I consulted my husband and told him that I thought it was time to make Grayson’s autism more widely known. Together we decided that I would make a Facebook post about Grayson’s diagnosis. The moment I hit “post” I felt the most tremendous weight lifted off of my shoulders. We were out. We were no longer embarrassed. No longer ashamed. We were going to start living our life out loud.

The reception to the news on Facebook was truly remarkable. I received words of love and encouragement from people from all different phases of my life. I reconnected with friends that I had not communicated with in over a decade. I found common ground and similarities with people sprinkled all throughout our lives.

The decision to come out tipped the power struggle between ourselves and autism in our favor. For the first time since we heard those fateful words; we were in control. It was unbelievably healing. I remember feeling lighter. Set free. I took the power into my own hands and I had no intentions of giving it back.

We went on like that for a while. I started to feel comfortable sharing things that showed up in my feed with reference to autism. Each time I shared something I felt a sense of pride and relief. And as we moved forward I knew that I had so much more to say. So much more to share.

Six months later I made the decision to start writing a blog about our journey along the autism spectrum. It happened almost accidentally. We were having a particularly challenging few weeks and I sat down to catch my breath and decided that day was the day I would start sharing our story. And, so I did. And, so I do.

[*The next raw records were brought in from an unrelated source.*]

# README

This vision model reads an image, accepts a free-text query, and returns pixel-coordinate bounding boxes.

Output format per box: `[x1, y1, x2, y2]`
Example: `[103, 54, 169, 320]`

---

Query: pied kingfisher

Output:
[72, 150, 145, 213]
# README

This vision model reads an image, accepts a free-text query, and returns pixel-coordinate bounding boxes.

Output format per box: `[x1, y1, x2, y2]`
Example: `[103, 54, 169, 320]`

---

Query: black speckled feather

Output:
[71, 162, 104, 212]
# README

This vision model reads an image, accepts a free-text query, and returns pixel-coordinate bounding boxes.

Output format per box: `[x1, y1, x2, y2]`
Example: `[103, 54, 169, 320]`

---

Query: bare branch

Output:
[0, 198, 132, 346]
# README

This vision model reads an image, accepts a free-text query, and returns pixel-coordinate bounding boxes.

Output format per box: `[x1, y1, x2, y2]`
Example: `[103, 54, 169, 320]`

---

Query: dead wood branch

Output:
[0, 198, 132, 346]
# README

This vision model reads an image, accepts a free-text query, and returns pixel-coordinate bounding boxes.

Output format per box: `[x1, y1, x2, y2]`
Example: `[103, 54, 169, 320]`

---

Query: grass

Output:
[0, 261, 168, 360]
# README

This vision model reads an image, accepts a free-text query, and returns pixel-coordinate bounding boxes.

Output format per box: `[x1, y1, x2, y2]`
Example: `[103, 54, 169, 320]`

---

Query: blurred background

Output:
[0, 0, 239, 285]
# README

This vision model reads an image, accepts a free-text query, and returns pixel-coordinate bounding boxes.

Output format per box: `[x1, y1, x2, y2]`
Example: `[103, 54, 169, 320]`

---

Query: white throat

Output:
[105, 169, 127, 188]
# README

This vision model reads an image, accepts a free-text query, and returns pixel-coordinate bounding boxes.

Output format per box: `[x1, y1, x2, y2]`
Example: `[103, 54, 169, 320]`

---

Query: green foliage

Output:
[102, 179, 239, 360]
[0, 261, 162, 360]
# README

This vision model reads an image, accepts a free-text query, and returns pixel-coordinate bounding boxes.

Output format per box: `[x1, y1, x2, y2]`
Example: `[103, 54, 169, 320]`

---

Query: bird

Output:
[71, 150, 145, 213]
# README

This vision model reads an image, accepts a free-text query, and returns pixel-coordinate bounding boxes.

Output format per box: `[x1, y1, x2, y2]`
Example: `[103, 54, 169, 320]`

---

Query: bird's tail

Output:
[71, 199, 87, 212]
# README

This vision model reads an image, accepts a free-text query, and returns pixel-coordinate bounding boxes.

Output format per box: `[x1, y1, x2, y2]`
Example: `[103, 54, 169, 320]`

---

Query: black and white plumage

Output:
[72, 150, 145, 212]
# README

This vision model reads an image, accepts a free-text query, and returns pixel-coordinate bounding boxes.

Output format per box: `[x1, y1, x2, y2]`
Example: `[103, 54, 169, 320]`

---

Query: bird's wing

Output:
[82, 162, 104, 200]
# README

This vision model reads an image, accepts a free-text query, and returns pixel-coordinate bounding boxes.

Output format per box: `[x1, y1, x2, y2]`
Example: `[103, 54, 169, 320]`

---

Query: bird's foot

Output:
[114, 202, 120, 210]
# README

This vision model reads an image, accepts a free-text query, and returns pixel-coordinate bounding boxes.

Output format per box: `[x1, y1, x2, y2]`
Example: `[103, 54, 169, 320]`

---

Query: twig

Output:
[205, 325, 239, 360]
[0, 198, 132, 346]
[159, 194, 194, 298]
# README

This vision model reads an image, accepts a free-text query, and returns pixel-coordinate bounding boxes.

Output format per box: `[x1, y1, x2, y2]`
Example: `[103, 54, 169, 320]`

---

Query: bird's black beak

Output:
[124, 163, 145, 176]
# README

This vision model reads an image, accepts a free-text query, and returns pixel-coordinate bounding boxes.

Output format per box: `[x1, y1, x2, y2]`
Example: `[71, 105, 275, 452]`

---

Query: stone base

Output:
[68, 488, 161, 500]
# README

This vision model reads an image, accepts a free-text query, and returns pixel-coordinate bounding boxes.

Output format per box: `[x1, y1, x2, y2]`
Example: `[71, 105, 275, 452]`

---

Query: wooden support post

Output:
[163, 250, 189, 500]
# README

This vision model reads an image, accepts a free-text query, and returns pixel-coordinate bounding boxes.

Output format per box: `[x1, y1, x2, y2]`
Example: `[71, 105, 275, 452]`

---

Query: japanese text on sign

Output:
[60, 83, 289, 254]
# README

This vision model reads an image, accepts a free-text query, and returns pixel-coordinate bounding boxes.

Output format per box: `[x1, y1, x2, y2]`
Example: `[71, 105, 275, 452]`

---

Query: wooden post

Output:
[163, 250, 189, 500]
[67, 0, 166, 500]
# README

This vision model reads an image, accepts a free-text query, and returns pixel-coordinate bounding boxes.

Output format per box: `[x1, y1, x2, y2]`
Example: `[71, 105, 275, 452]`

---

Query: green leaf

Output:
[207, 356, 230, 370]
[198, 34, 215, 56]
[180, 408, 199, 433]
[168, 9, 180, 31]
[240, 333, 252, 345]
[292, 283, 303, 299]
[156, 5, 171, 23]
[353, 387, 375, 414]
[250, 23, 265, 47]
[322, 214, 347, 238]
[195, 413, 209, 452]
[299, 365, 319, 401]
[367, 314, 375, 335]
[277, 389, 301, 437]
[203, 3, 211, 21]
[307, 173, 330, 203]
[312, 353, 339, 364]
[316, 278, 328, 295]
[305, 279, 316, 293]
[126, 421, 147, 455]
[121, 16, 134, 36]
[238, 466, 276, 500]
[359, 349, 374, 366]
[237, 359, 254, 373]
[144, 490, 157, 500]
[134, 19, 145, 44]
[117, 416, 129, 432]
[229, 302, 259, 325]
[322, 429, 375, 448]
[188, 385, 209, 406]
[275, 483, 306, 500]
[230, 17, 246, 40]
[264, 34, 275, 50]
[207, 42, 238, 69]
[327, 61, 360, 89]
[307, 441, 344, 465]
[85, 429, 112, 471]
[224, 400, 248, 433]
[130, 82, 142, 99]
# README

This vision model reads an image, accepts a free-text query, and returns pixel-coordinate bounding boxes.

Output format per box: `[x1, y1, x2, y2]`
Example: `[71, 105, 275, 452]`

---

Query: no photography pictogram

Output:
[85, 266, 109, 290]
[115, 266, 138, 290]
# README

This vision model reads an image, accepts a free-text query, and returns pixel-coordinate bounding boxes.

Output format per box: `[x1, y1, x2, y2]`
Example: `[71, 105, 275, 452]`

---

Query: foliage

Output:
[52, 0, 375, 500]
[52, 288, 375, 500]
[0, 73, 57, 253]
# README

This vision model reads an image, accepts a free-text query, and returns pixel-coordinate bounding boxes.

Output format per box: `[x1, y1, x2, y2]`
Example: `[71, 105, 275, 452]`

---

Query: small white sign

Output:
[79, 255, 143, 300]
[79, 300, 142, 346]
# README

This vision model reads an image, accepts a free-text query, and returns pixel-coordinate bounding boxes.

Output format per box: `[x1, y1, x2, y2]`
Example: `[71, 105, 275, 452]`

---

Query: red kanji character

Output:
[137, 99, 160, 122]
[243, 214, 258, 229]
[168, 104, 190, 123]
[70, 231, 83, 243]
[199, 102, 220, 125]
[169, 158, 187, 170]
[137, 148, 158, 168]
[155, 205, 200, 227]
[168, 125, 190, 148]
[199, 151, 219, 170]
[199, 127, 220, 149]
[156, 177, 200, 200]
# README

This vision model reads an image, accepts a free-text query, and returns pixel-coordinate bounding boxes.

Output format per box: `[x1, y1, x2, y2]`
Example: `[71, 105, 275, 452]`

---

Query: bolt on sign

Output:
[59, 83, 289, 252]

People ask me all of the time about our decision to share our experiences in such a public way. I understand what they are saying. I am putting it out there in the only way that I know how; real and unapologetically authentic. I talk about things that are informative, things that are wonderful, and things that are really difficult to say. I share all of these things because they are all a part of the journey. Our journey.

I know that one day I will have to sit down in front of my son and find the words to explain to him that he has ASD. I know I will need to talk to him about my decision to share our story, his story, in such a public way. I know that those conversations will be difficult. But I also know that the child I raise will understand the importance of raising awareness through our experiences. He will understand that we are helping people. And, that we are helping ourselves. I will look into his beautiful brown eyes and I will make sure he knows how lucky I am to be his mom. I will tell him all of the amazing lessons he has taught me. And I will help him to understand how sharing those lessons is helping other people.

Autism is not a choice. The real choice is whether to embrace it or hide from it. I have done both. And, I can tell you with complete certainty that the choice to embrace the presence of autism in our life has changed us in so many wonderful ways. And I hope, even in some small way, that it is helping to change other people too.